His high-top fade hairstyle tribute to teammate Nerlens Noel cut off, Harrow noted the tough acts he has to follow as Calipari's point guard. That would be Derrick Rose and Tyreke Evans at Memphis, then John Wall, Brandon Knight and Marquis Teague at Kentucky. All first-round picks.
"It's no pressure," Harrow said before adding, "I've got to be me. Those guys who were here before me, they did well. They all struggled at the beginning of the year, too."
Harrow played 10 minutes in UK's opening-game against Maryland. He missed all four of his shots. Afterward, Calipari cited an energy-sapping illness had hindered Harrow.
Of following Rose-Evans-Wall-Knight-Teague, Harrow said, "That's just something we have to handle when we come to Kentucky or when you play for a person like Coach Cal."
Harrow noted dire consequences for players who cannot handle the inevitable comparisons.
"The media and fans will just eat you up," he said.
Calipari cautioned against Harrow or any UK player trying to live up to the standard of a predecessor. For instance, the UK coach has shied away from comparisons of Noel to last season's All-America big man, Anthony Davis, or Davis to Marcus Camby, who led Calipari-coached UMass to the 1996 Final Four.
"They're all different," Calipari said. "I told them all the same thing: It's all how you want to look at things. ... (Harrow) is not expected to be those guys. ...
"I coach them all to play to their strengths and try to help them be the best version of themselves. So that's never talked about within. Now maybe sometimes you think of that yourself. But that's not what we teach or what we want."
Earlier this fall, Harrow made no secret of the adjustment he had to make to Calipari's high-volume coaching. A national television audience watched Calipari's demanding style during ESPN's three-part All-Access Kentucky series.

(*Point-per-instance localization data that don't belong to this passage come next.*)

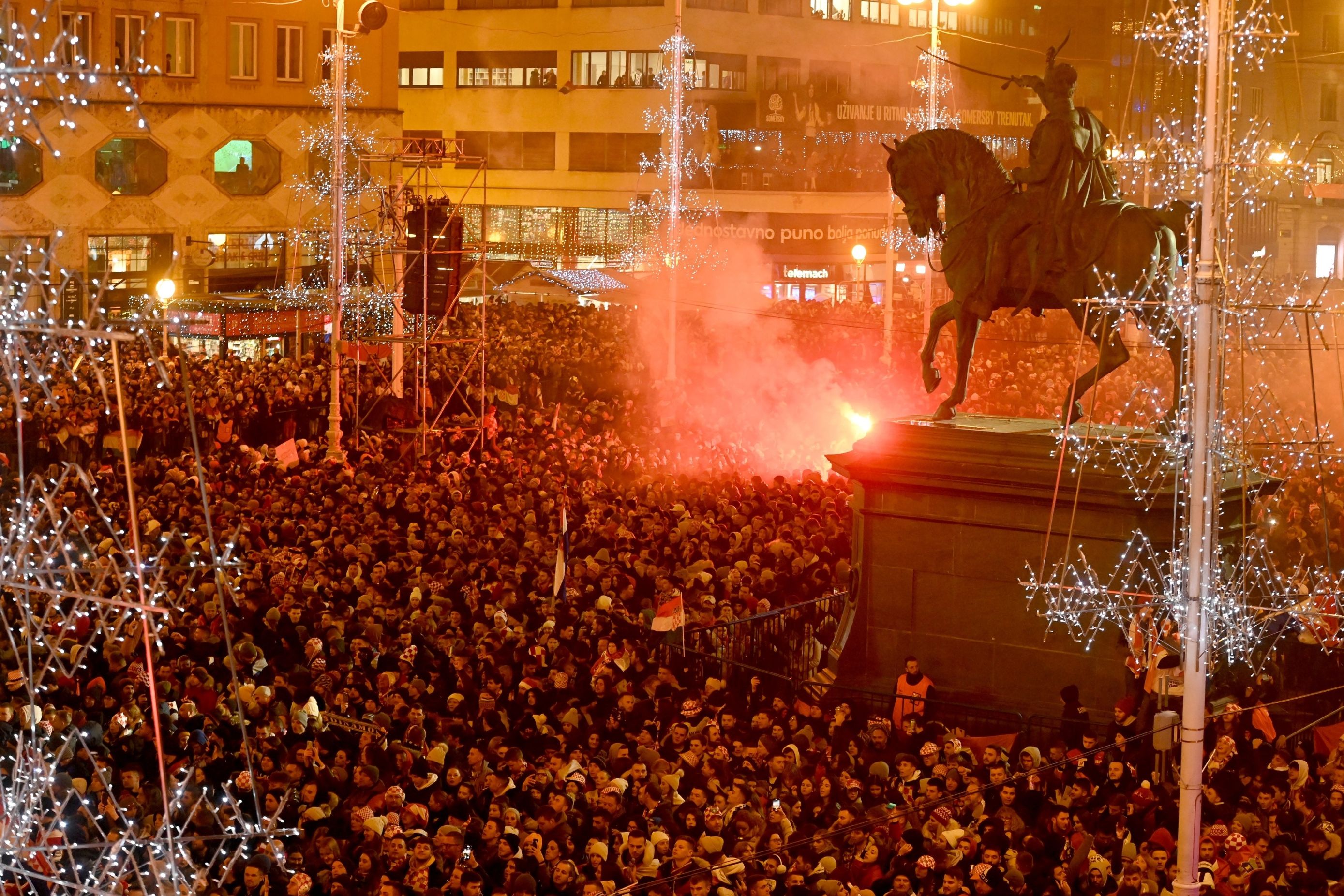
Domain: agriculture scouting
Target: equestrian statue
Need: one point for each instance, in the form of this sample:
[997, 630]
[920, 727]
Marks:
[1054, 234]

"I didn't even watch the show after the first time," Harrow said, "because I knew how the second and third shows were going to go."
The All-Access Kentucky show presented a distorted view of his relationship with Calipari, Harrow said. The coach can be more encouraging than the series suggested.
Speaking of encouragement, Harrow said Calipari had been more positive since the player returned Sunday from dealing with what UK had termed a family issue.
"He tells me I'm doing better a lot more, now," Harrow said. "But he still yells at me and stuff like that. I'm kind of used to it, now."
Calipari denied making any change in his approach toward Harrow.
"He's just been gone so long, you start thinking everything I say is negative," the UK coach said. "I'm coaching him exactly the same way."